Gru est un méchant dans la tradition des vilains de James Bond, du style de Goldfinger, précise l’Américain Chris Renaud, l’un des deux réalisateurs de Moi, moche et méchant. Là, on raconte sa vie de tous les jours. On voit toujours les méchants dans leur repaire, mais on ne sait jamais comment ils sont au quotidien face à leurs voisins, leur maman, des enfants. Comment ils réagissent quand ils doivent attendre dans une file d’attente pour une tasse de café. Gru a les mêmes problèmes que nous mais il ne fait pas comme nous parce qu’il a un rayon paralysant, un énorme SUV de l’enfer qui pousse toutes les autres voitures hors de son chemin, des armes, un antre souterrain... Il a et fait ce que beaucoup rêvent de faire. » Gru (de l’anglais “gruesome” qui signifie horrible) a la voix de Steve Carell (et celle de Gad Elmaleh en français). Il vit dans la seule maison noire et lugubre d’un quartier résidentiel coloré et fleuri. Comme tout méchant qui se respecte, il est épaulé par un savant fou, le docteur Nefario, 150 ans et dur de la feuille. Il a aussi une armée de minions, des petites bestioles jaunes et bagarreuses, au rire bête, et qui paniquent au moindre bruit. Les minions testent les équipements et les armes inventés par le savant fou susnommé. Gru a aussi une maman qu’il cherche à épater depuis son enfance mais qui lui mène la vie dure car elle n’est jamais satisfaite de ses méfaits. Elle ne le sera pas non plus du prochain mauvais coup qu’il prépare : voler la Lune. Rien que ça. Il a aussi un rival, Vector, vilain de son état. Il n’a pas l’air dangereux de prime abord, il aurait même plutôt une tête de gaffeur, mais plus l’intrigue avance et plus il devient redoutable. Gru et Vector se sont rencontrés à la Banque du mal. Cette banque finance tous les plans maléfiques des méchants. Gru était venu demander un prêt pour son projet. Quand il découvre que Vector possède le rayon rapetissant dont il a besoin pour ledit projet, il va tout faire pour s’en emparer. Mais la forteresse de Vector est impénétrable. La seule solution de Gru est d’adopter trois orphelines, qui vendent des cookies en faisant du porte-à-porte, et deles utiliser comme cheval de Troie. A sa grande surprise, Gru va s’attacher aux jeunes Margo, Edith et Agnes.

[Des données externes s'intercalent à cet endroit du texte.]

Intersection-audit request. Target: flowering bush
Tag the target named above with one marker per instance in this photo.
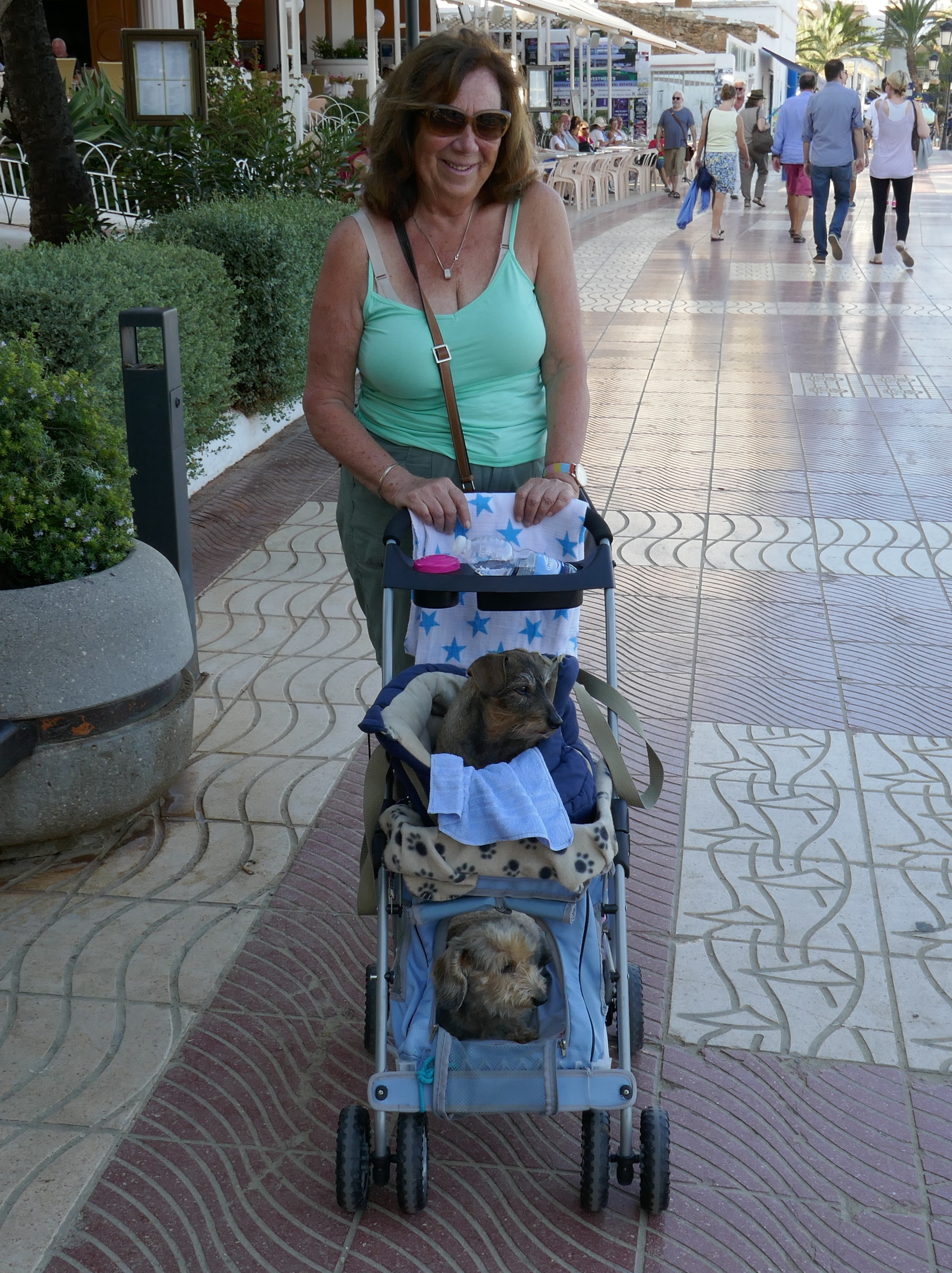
(65, 507)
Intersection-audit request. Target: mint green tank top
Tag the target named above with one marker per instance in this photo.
(497, 343)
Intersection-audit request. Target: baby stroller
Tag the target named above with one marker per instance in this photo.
(569, 1067)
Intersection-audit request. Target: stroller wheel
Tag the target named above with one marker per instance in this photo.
(595, 1160)
(413, 1172)
(656, 1160)
(635, 1007)
(371, 1009)
(353, 1168)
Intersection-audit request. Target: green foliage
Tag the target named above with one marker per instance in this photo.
(65, 508)
(72, 296)
(271, 249)
(322, 48)
(838, 31)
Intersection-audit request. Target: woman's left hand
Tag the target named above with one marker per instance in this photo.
(541, 497)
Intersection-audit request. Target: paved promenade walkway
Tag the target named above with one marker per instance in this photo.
(772, 443)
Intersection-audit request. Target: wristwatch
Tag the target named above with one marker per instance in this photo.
(575, 471)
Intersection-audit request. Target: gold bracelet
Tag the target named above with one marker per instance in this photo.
(380, 493)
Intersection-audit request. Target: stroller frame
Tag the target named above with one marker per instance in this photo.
(594, 1093)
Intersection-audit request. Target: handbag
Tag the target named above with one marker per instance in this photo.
(443, 357)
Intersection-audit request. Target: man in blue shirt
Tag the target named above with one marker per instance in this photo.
(834, 148)
(788, 150)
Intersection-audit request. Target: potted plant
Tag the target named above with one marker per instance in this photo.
(95, 633)
(349, 61)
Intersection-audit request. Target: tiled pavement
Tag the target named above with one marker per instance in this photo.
(772, 446)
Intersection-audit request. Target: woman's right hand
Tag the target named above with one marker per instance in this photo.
(436, 501)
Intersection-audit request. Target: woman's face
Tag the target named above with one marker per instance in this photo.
(458, 167)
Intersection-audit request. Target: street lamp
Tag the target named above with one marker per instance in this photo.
(946, 44)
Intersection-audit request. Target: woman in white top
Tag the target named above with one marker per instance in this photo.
(562, 139)
(894, 118)
(722, 138)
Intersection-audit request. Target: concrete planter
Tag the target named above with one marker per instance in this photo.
(99, 665)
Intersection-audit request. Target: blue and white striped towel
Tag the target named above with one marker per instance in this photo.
(464, 633)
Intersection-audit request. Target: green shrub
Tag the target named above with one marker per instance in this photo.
(273, 251)
(65, 508)
(72, 297)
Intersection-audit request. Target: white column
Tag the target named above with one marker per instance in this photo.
(609, 50)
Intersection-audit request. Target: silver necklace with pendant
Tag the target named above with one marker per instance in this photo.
(447, 269)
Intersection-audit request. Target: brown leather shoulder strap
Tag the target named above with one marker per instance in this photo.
(443, 358)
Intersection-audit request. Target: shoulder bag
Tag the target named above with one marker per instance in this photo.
(443, 358)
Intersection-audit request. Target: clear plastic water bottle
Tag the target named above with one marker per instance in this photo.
(539, 563)
(486, 554)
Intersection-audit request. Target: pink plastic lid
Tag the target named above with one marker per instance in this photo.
(441, 563)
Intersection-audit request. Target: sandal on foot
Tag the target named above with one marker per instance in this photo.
(907, 259)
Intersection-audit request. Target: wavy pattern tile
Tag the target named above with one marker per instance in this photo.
(106, 962)
(843, 545)
(813, 905)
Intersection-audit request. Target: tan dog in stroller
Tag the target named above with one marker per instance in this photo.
(490, 978)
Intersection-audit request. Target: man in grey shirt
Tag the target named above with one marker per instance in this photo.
(833, 142)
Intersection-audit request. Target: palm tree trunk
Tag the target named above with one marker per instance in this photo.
(60, 191)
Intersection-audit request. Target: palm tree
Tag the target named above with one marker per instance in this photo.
(60, 193)
(838, 31)
(909, 26)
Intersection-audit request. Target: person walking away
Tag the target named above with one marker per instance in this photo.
(896, 120)
(834, 152)
(755, 121)
(788, 152)
(675, 127)
(722, 140)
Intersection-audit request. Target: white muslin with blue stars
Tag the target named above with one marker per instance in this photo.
(464, 633)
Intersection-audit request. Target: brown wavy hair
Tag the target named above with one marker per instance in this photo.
(433, 74)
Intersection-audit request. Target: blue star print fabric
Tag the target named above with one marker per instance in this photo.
(464, 633)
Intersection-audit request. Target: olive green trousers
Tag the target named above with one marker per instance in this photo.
(363, 517)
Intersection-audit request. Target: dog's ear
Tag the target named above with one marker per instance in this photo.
(489, 674)
(450, 979)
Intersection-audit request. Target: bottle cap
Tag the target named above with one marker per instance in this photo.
(439, 563)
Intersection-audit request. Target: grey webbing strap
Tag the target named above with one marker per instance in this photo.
(591, 690)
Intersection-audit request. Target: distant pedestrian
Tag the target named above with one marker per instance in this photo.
(755, 121)
(895, 123)
(834, 150)
(722, 139)
(675, 128)
(788, 150)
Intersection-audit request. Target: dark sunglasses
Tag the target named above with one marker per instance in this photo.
(447, 121)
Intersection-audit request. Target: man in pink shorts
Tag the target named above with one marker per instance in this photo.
(788, 150)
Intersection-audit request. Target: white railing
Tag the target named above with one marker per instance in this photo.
(339, 114)
(99, 161)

« Gru nous a donné beaucoup de soucis, révèle le Français Pierre Coffin, le second réalisateur du film. On a longuement débattu, et on en débat encore, pour qu’il soit méchant mais pas trop. On a commencé avec un personnage plus mauvais que ça et, au fur et à mesure, il est devenu plus grognon et infréquentable que réellement méchant. Ses seuls actes de méchanceté sont plus dans la vie quotidienne, comme de bousculer une grand-mère dans la rue. Il ne veut pas détruire la Terre. Quand il essaie d’être franchement méchant, il n’y arrive pas avec la classe qu’on attend d’un vrai vilain. » « C’est un perdant et il endure en plus les misères de Vector, poursuit Chris Renaud. On avait besoin de cet équilibre. Si on ne le montrait que méchant, on aurait eu des problèmes d’un point de vue marketing comme d’un point de vue attrait du personnage pour les spectateurs. On veut préserver cet aspect du vilain parce que c’est un concept intéressant. Au départ, il était l’affreux n° 1, froid et cruel, mais on avait l’impression de ne pas aller bien loin avec lui. En le transformant en perdant, en lui retirant un peu de sa méchanceté, on l’a rendu attachant. On lui a aussi ajouté une écharpe qui illumine un peu sa personnalité. On lui a donné un costume reconnaissable pour qu’il se détache du paysage. » « Ce n’était pas très aisé de créer un méchant sympathique, reprend Pierre Coffin. Après des essais de design, beaucoup de recherches graphiques et de manipulations 3D, on est arrivé à ce Gru-là." Pour être sûr que c’était le bon personnage, Pierre Coffin et Chris Renaud ont fait quelques tests d’animation faciale pour voir s’il pouvait être sympathique et vivant tout en étant suffisamment expressif. Ils ont d’ailleurs fait ça sur presque tous les personnages principaux. "On voulait se rassurer, être certains qu’on pouvait croire en eux, continue Pierre Coffin. On veut que les spectateurs oublient très vite la technique de la 3D pour s’intéresser aux personnages et à l’histoire. Tout est ainsi centré sur la personnalité. La fameuse “characterization” qui dit qu’un personnage n’existe pas s’il n’a pas d’âme. »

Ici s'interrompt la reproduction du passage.